Inside an elementary school classroom in the city of Toda, Saitama Prefecture, a sixth-grade boy was speaking to a small white robot with cat-like ears and long arms standing on two feet on top of his desk.
"How was...," the boy attending Toda Daini Elementary School started out speaking in English, dropping off in the middle of the line not knowing what word should follow.
"Try again," the robot responded in English.
"I got it!" the boy said in Japanese and gave the correct English answer: "How was it?"
"Very good," the robot replied, making him exclaim, "Yes!"
The city, not far from Tokyo, is known for its efforts to facilitate English teaching, launching language classes in 2004 ahead of the national schedule.
The Musio X robots have been introduced at some of the city's public elementary and junior high schools on a trial basis since last year, the first such case in the country.
Some students who interacted with the robots said it was more comfortable to talk with them than teachers, while others said it was easier to practice speech.
AKA Corp., the Japanese unit of the robot's U.S. developer, said Musio X robots have modes for practicing sample sentences and freeform conversation at different levels of English proficiency.
While the robots were originally developed for home use, they were first introduced at a private junior high school in Kyoto in 2016 and they have since been used at about 30 schools nationwide.
The company said it hopes to enhance the robots' conversational ability and improve other functions.
In 2011 Japan made English compulsory for fifth and sixth graders as part of extracurricular foreign language activities.

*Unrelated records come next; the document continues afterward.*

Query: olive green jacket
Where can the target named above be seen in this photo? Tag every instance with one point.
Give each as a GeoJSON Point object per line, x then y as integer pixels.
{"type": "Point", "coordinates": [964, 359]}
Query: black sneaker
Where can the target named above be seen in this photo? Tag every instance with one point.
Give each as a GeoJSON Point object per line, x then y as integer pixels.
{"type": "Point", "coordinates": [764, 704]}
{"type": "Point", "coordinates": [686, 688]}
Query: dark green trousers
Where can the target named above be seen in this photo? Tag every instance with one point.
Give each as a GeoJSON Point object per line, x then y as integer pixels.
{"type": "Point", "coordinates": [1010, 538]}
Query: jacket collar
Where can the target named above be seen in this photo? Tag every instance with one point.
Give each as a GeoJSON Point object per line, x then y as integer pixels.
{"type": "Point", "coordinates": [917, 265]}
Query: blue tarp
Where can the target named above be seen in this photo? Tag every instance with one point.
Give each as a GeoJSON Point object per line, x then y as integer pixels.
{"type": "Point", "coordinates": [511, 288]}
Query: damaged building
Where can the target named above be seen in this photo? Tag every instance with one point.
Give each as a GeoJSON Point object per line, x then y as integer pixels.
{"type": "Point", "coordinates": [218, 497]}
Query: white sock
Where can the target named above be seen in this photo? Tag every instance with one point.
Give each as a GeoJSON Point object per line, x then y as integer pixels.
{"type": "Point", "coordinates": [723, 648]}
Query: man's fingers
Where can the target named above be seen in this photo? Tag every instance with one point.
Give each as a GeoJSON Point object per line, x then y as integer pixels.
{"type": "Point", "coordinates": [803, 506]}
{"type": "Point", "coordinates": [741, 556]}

As the country is slated to make English a formal subject for elementary school students in their third year and over from fiscal 2020, what role AI robots will play is in focus.
Toshiyuki Kanamaru, a Kyoto University associate professor, said teachers at elementary schools in particular should be given support through seminars and training, expressing hope that robots will help their efforts.
"Robots can supplement teachers' roles as conversation partners," Kanamaru said. "The government, industry and academia must coordinate in conducting research to clear quality and cost issues."